Mr. Stanzel said 22 White House officials, including presidential adviser Karl Rove, have had access to two e-mail accounts: an official White House e-mail address and an address supplied by the Republican National Committee.
The second e-mail address was for use in political or nonofficial communication so that Bush administration officials did not violate the Hatch Act, which forbids political activity by federal officials acting in an official capacity.
E-mails on the official White House system are archived to comply with the Presidential Records Act of 1978.
Until 2004, Mr. Stanzel said, White House e-mails using the RNC accounts were deleted automatically every 30 days.
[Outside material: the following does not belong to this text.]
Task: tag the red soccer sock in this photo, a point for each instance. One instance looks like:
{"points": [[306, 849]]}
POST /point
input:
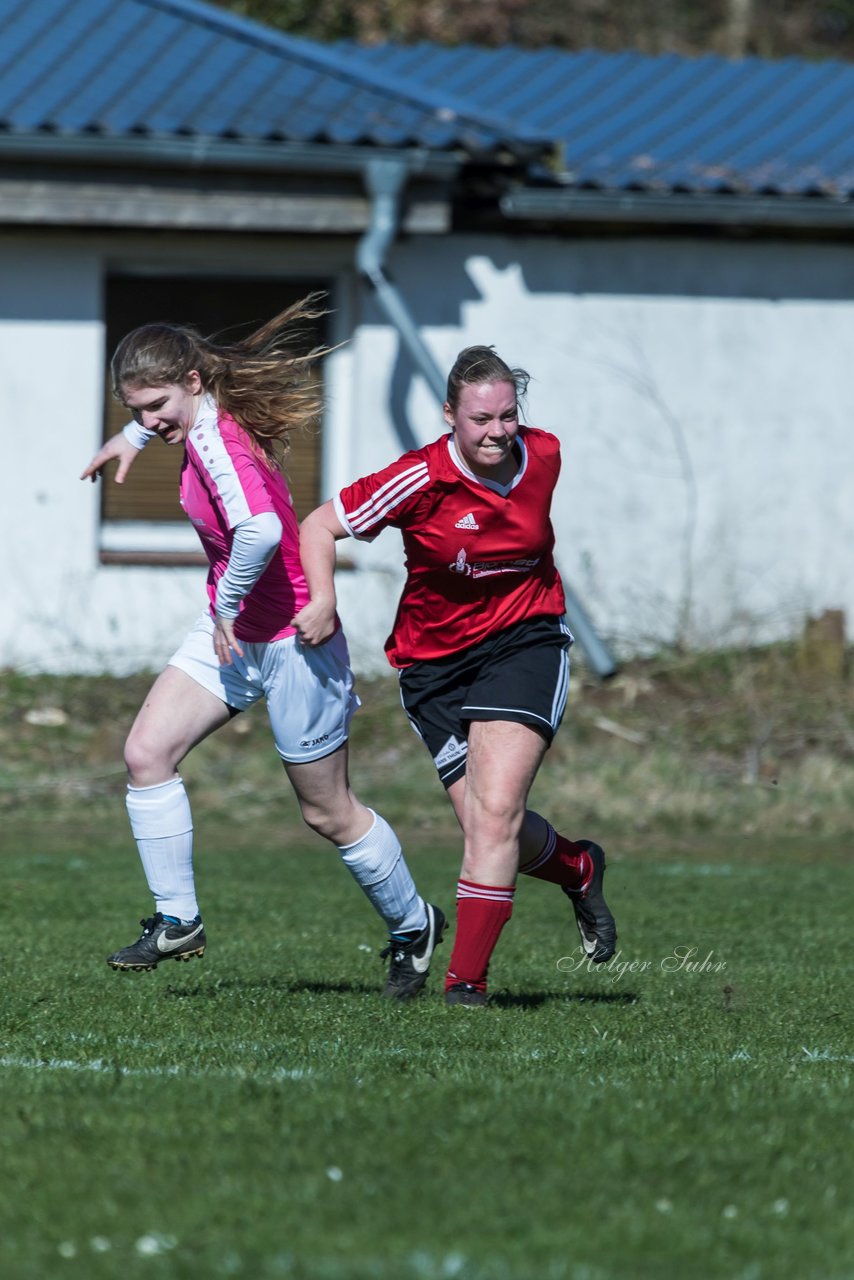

When automatic deletion ended, the e-mails still were not archived. White House officials using the RNC accounts could have erased e-mails by deleting them and emptying their trash folders.
"That capability for those White House staff has been shut off in recent weeks," Mr. Stanzel said.
Mr. Stanzel did not say whether any White House officials used their RNC accounts to evade record-keeping of their communications.
"I haven't spoken with employees about their e-mailing habits," Mr. Stanzel said.
J. Scott Jennings, Mr. Rove's deputy, used his RNC account on a few occasions to communicate with Justice Department officials on the U.S. attorneys' firings, according to documents released by Justice.
The White House's acknowledgment could give Democrats more reason to investigate the firings of eight U.S. attorneys last year, a Republican official said.
"Democrats don't honestly believe there would have been a smoking gun in those e-mails, but this gives them a way to keep the theater doors open for at least another week of staged nonsense," said an aide to House Republican leaders.
Congressional Democrats leading the probes did not respond to requests for comment.
Democrats are trying to determine whether any of the eight prosecutors were fired for improper reasons, but they also want to know Mr. Rove's role in the firings because Justice officials initially told Congress that the White House was not involved.